The electrochemical performances of cathode materials depend on crystallinity and structural stability. We report improved electrochemical performances of Li₂FeMn₃O₈ (LFMO) cathode materials synthesized using the chemical solution combustion method and the obtained powders are calcined at various temperatures such as 600 °C, 700 °C, and 900 °C. The LLCZN/PEO/LiPF₆ is used as a solid electrolyte during the assembly of the coin cells. The calcining temperatures improve the crystallinity and structural stability, thereby improving the electrochemical performances of the LFMO because of the mutual diffusion region at the electrode/solid electrolyte interface. Among these, the LFMO calcined at 900 °C shows the best electrochemical performance. At 0.1 mA cm⁻², the discharge capacity at the 150th cycle is 133 mAh g⁻¹ with a Coulombic efficiency of approximately 97% and a retention rate of 85% for the 900 °C calcined sample. While the 700 °C calcined sample is 126 mAh g⁻¹ after 150th cycles of the galvanostatic charge-discharge test, the Coulombic efficiency is maintained at about 95% and the capacity retention rate is 83%. The 600 °C calcined temperature exhibited 101 mAh g⁻¹ with a Coulombic efficiency of 92% and a retention rate of 73% after the 150th discharge cycle. The findings suggest that the chemical solution combustion approach might be a viable way of producing nanosized LFMO as an active cathode material for lithium-ion batteries (LIB).

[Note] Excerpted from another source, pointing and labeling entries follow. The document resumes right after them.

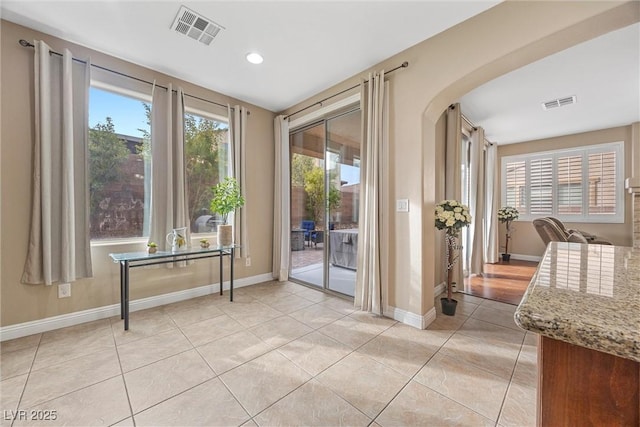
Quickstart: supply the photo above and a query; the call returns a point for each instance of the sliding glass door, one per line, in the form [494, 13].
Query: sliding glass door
[325, 196]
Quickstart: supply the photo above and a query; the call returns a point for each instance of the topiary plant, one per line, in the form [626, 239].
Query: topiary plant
[226, 198]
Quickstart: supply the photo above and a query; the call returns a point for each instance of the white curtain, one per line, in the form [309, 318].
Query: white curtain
[476, 202]
[374, 105]
[59, 248]
[169, 204]
[281, 203]
[491, 205]
[237, 131]
[453, 168]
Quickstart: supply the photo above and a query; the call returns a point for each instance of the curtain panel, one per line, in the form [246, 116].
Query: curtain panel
[453, 168]
[369, 293]
[59, 244]
[491, 205]
[476, 202]
[281, 211]
[238, 116]
[169, 206]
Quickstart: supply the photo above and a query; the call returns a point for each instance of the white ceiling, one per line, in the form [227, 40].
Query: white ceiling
[310, 46]
[603, 73]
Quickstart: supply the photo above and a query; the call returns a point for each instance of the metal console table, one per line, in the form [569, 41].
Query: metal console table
[129, 260]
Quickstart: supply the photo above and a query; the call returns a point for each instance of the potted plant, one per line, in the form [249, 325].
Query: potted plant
[451, 216]
[226, 199]
[152, 247]
[507, 214]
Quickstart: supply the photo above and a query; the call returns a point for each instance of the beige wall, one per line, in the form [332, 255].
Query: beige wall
[525, 239]
[22, 303]
[441, 70]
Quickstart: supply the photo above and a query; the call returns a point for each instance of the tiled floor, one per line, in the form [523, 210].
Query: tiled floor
[281, 354]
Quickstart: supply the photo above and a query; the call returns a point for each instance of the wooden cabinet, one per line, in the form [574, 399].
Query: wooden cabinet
[578, 386]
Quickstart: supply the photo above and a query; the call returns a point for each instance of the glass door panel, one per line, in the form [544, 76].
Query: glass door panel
[307, 205]
[343, 198]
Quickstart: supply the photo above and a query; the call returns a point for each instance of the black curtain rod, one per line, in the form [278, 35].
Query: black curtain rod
[405, 64]
[25, 43]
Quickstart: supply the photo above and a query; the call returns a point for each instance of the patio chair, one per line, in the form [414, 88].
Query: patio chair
[310, 233]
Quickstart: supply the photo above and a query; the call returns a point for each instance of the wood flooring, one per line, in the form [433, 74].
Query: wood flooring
[503, 281]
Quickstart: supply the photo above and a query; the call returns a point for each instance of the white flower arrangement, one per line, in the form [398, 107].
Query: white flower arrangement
[507, 213]
[452, 215]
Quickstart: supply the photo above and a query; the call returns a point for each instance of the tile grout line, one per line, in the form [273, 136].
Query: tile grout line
[124, 381]
[504, 399]
[26, 381]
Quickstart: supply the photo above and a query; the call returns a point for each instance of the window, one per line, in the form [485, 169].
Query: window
[119, 164]
[578, 185]
[118, 178]
[207, 162]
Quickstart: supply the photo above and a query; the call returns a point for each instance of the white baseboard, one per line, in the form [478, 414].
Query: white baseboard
[526, 257]
[411, 319]
[78, 317]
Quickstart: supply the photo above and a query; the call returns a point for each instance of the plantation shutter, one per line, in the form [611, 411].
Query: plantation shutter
[541, 188]
[515, 178]
[602, 183]
[569, 185]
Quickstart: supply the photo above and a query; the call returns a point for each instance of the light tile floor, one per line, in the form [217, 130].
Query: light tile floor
[281, 354]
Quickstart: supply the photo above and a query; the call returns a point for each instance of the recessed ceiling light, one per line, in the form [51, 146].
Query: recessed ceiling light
[254, 58]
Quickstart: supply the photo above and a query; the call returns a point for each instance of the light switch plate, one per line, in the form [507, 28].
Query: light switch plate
[402, 205]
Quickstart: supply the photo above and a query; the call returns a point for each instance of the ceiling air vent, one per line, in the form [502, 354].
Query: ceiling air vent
[560, 102]
[196, 26]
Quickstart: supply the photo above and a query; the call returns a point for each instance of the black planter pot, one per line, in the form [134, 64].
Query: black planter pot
[448, 306]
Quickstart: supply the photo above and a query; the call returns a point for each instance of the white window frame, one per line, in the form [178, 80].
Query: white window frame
[584, 151]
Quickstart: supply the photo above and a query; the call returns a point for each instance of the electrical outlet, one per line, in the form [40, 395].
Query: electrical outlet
[402, 205]
[64, 290]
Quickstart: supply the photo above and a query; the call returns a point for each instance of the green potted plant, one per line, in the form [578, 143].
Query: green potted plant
[507, 214]
[226, 199]
[451, 216]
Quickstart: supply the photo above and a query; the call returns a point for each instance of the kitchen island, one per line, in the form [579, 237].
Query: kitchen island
[584, 302]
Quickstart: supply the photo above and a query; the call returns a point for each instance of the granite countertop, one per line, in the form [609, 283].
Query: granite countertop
[587, 295]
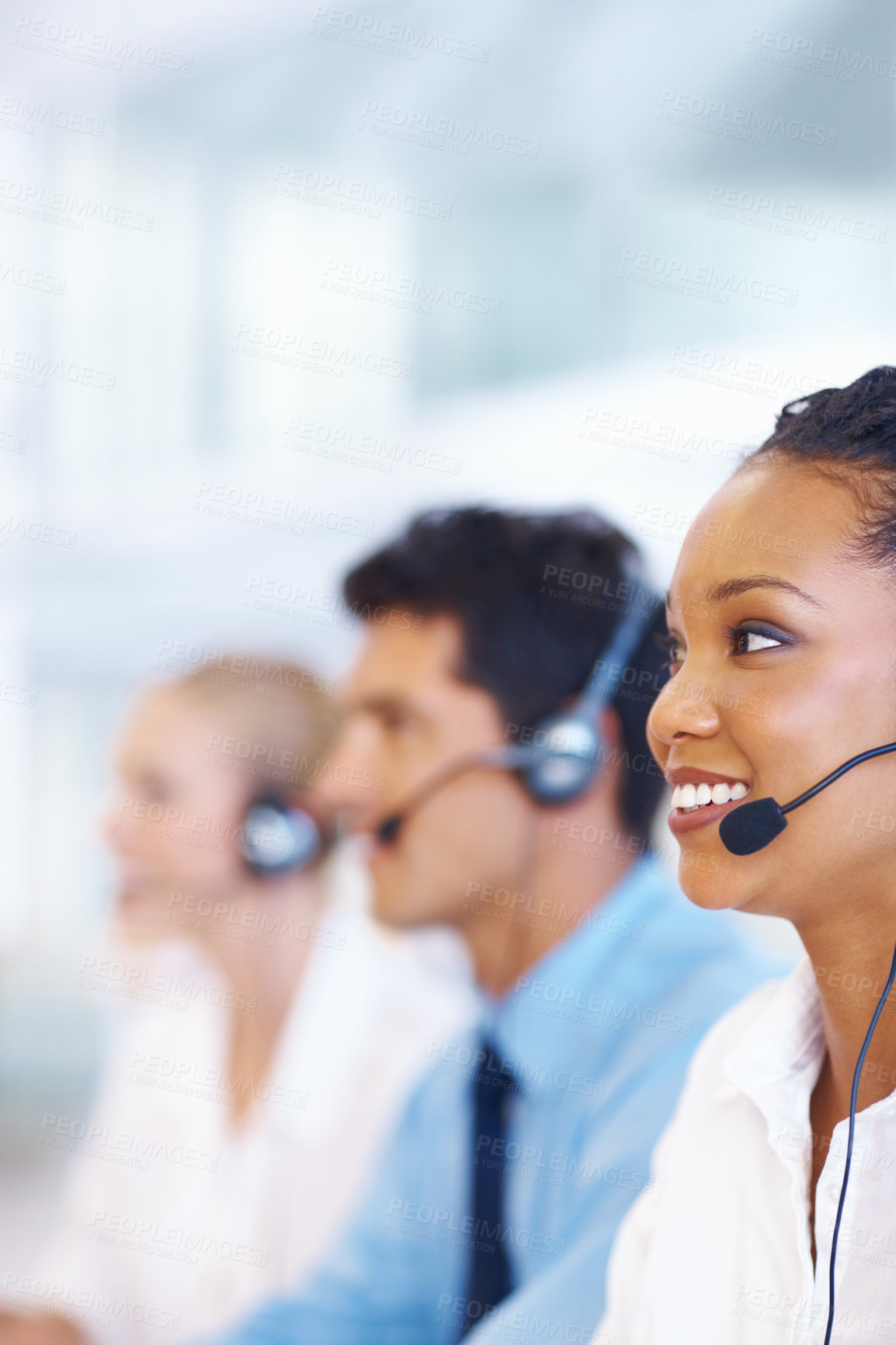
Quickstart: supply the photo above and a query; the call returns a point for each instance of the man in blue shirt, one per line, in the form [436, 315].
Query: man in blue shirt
[530, 1135]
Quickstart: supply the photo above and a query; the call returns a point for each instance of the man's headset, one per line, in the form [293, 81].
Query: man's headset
[568, 747]
[279, 838]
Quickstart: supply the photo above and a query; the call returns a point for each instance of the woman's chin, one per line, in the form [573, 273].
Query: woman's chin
[708, 885]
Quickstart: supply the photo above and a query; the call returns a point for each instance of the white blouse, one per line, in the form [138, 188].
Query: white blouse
[717, 1251]
[174, 1223]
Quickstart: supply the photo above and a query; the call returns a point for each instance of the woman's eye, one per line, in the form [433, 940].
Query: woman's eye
[749, 642]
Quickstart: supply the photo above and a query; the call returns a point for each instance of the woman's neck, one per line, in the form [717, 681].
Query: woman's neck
[264, 963]
[852, 962]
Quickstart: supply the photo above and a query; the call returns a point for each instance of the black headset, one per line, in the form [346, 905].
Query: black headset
[279, 838]
[568, 747]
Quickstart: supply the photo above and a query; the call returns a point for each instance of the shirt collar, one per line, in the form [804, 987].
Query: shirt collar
[785, 1045]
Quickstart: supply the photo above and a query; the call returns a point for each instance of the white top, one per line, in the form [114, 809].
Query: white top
[174, 1222]
[717, 1251]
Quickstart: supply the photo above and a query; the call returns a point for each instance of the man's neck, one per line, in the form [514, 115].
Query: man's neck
[508, 931]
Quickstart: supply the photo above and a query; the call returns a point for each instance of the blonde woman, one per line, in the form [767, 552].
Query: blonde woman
[275, 1036]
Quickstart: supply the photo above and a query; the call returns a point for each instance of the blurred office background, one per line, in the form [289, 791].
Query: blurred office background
[276, 275]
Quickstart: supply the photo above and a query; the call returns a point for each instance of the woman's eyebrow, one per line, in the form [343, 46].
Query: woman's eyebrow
[734, 588]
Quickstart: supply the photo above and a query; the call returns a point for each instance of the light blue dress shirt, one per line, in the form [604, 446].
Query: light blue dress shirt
[598, 1034]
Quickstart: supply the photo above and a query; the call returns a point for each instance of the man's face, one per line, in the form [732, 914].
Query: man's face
[408, 718]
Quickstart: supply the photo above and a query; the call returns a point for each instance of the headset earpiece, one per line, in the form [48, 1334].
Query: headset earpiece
[279, 839]
[564, 759]
[568, 747]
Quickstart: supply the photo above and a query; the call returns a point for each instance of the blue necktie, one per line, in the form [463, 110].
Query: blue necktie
[488, 1278]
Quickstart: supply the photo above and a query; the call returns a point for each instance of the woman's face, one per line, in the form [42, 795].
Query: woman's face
[174, 819]
[783, 665]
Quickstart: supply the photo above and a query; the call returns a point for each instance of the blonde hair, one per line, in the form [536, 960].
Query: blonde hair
[282, 718]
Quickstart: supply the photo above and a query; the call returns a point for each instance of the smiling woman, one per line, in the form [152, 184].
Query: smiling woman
[783, 665]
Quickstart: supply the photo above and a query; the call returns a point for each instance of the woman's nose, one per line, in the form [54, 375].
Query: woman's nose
[685, 707]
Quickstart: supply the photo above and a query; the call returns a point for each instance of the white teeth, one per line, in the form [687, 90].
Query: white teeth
[688, 797]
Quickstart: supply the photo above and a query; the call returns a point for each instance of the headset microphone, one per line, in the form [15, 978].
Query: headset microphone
[752, 826]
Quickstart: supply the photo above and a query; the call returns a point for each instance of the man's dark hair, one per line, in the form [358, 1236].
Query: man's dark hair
[537, 597]
[848, 433]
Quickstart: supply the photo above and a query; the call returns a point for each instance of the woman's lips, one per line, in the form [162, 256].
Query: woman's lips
[681, 821]
[693, 787]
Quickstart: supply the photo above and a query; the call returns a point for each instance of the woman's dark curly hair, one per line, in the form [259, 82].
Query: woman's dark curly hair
[849, 433]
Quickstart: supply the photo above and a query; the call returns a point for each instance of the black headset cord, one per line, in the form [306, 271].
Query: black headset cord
[849, 1146]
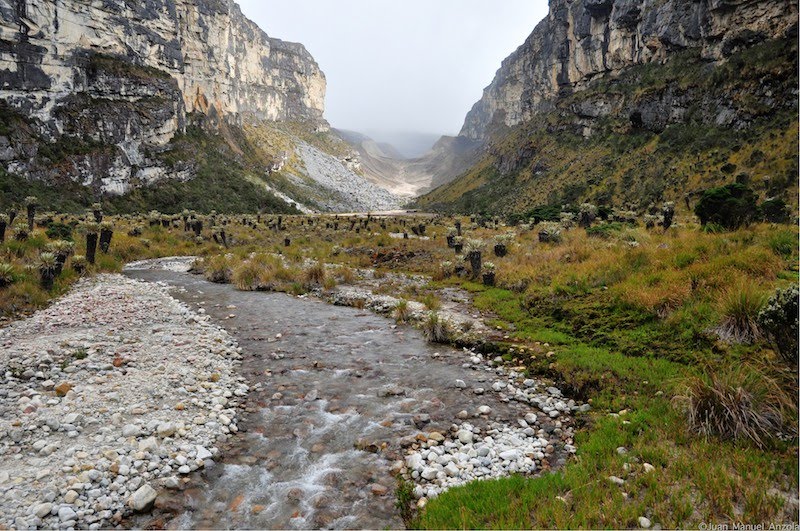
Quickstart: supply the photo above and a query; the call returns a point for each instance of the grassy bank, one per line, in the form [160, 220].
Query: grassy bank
[638, 322]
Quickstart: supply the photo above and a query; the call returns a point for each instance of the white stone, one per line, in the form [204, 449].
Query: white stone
[143, 498]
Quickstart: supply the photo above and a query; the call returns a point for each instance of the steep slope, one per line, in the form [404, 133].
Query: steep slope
[408, 178]
[98, 92]
[634, 101]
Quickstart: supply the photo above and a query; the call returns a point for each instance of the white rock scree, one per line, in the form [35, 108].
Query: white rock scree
[114, 392]
[469, 453]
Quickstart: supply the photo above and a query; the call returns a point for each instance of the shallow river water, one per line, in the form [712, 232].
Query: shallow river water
[333, 378]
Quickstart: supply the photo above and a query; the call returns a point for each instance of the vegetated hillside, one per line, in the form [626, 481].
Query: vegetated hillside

正极材料的电化学性能取决于结晶度和结构稳定性。_{我们报道了使用化学溶液燃烧法合成的 Li 2} FeMn ₃ O ₈ (LFMO) 正极材料的电化学性能得到改善，并将得到的粉末在 600°C、700°C 和 900°C 等不同温度下煅烧。LLCZN/PEO/LiPF ₆在纽扣电池组装过程中用作固体电解质。煅烧温度提高了结晶度和结构稳定性，从而改善了LFMO的电化学性能，因为电极/固体电解质界面处的相互扩散区​​域。其中，900℃煅烧的LFMO表现出最好的电化学性能。在 0.1 mA cm ^-2下，第 150 次循环的放电容量为 133 mAh g ^-1，900 °C 煅烧样品的库仑效率约为 97%，保留率为 85%。而 700 °C 煅烧样品为 126 mAh g ^-1恒电流充放电测试150次循环后，库仑效率保持在95%左右，容量保持率为83%。600 ℃的煅烧温度显示出 101 mAh g ^-1的库仑效率为 92%，在第 150 次放电循环后保持率为 73%。研究结果表明，化学溶液燃烧方法可能是生产纳米级 LFMO 作为锂离子电池 (LIB) 的活性阴极材料的可行方法。